Dotarłeś do wnetrza mojego serca.



Zamykam powieki i ... 
               
                                   ...Ty wiesz.

czwartek, 17 czerwca 2010

...

Mdlący zapach róż i lilii wypełnia moją sypialnię. Nie pozwala mi się skupić, z każdym wdechem o sobie przypominając.

Czasami, trzeba sięgnąć pamięcią wstecz, by przypomnieć sobie o naszych marzeniach. Czym były dla nas kiedyś i czym są teraz.
Marząc, chcemy je spełniać. Kiedy je spełniamy nie chcemy by się kończyły...

 
.....dorosłość, jakże realne nabrała teraz dla mnie znaczenie. Nowe. Niedoświadczone w tej dziedzinie życia.



piątek, 14 maja 2010

Spełnione marzenia















Spełnione!!!! Spełnione!!!!

Spełnione marzenia. Spełnione sny na jawie. Spełnione skrywane w środku mnie prośby.

Dziękuje. Dziekuję za to, że jesteś.

czwartek, 22 kwietnia 2010

Zerżnij mnie, tu. Teraz!

Błądzę niepewnie wzrokiem, nie wiem też gdzie podziać swoje dłonie - wszystko wychodzi mi nagle tak niezgrabnie. Zatrzymuję bezwiednie wzrok na przypadkowych ludziach, którzy stają sie świadkami najbardziej wyuzdanych myśli.   "Zerżnij mnie, tu. Teraz!"
Nie mogłam nic ukryć, nie byłam wstanie kontrolować tych wszystkich reakcji zachodzących pod wpływem kilku zdań, które napisales.

Jednostronny uśmieszek i przymróżone, błyszczące oczy. To tyle, a jednak tak wiele żebyście to zauważyli, wy, przypadkowi którzy mnie dziś mijaliście.


Mail, jeden z tych porannych. Krótka konwersacja ociekająca słowami, które palą moją podświadomość. Z podświadomości przedostają się do podbrzusza, tam jest scena.

wtorek, 20 kwietnia 2010

Good bye Peter...




Many thx, for all....

                                       ...and see U there.

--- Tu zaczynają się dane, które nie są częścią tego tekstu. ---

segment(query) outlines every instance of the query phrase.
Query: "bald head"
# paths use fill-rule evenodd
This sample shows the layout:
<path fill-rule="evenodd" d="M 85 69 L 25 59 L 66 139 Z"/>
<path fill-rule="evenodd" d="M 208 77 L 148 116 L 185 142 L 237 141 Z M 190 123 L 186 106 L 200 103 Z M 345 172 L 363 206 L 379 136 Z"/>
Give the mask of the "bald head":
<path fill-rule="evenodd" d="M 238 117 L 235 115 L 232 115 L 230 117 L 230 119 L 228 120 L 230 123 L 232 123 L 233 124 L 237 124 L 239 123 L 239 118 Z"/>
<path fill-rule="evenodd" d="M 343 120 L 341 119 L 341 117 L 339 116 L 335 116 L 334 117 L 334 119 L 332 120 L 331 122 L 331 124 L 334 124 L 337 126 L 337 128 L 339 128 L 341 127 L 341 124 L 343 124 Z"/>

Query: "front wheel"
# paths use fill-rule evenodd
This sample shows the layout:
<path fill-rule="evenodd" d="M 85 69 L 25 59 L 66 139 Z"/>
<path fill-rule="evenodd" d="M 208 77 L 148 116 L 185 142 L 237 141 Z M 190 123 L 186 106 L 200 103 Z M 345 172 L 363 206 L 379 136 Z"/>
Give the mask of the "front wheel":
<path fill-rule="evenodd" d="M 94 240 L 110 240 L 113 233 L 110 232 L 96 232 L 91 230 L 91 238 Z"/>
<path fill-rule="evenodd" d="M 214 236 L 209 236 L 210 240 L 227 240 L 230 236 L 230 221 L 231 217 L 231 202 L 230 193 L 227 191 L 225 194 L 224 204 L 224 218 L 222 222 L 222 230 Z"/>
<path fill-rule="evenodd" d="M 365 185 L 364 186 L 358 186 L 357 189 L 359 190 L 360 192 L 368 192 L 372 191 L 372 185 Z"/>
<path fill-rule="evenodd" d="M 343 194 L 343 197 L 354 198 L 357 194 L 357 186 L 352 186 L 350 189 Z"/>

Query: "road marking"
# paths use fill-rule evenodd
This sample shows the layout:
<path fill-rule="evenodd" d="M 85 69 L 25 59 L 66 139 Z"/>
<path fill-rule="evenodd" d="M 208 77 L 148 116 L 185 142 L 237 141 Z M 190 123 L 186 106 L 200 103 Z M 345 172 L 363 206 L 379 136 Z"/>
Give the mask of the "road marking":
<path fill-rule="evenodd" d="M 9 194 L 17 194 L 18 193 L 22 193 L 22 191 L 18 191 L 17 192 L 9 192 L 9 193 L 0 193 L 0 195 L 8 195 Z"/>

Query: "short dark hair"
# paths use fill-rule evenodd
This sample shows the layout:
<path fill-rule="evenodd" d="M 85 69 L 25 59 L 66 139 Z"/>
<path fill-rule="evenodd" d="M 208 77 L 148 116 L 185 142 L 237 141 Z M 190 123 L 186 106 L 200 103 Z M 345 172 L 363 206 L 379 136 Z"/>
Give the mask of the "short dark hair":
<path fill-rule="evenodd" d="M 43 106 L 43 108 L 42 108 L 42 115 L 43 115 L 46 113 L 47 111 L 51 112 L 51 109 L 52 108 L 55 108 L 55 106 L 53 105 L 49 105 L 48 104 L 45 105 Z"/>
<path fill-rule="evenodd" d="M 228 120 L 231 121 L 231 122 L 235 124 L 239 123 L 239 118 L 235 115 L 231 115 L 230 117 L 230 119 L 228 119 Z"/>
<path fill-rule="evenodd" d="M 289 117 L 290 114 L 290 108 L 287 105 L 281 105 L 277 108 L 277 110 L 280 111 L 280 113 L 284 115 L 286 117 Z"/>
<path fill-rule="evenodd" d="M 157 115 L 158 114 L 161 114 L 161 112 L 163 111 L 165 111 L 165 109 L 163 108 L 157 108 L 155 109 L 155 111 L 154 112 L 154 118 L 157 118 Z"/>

poniedziałek, 12 kwietnia 2010

e-Mail

Od bardzo już dawna, nie istnieje dla mnie nic wpanialszego - w ciągu całego dnia - niż przeczytanie od Ciebie maila. Maila o poranku. Takiego ociekającego marzeniami które czekaja na spełnienie lub takie, które są wiecznym wspomnieniem.  Kiedy jestem jeszcze spiąca i śniąca, niewybudzona... a jednak już zdolna do przeczytania tych kilku linijek, które wypłynęły" spod Twoich palcy - zmieniają cały mój dzień.
I wtedy wiem, gdzie moje miejsce w ciągu dnia i kim jestem.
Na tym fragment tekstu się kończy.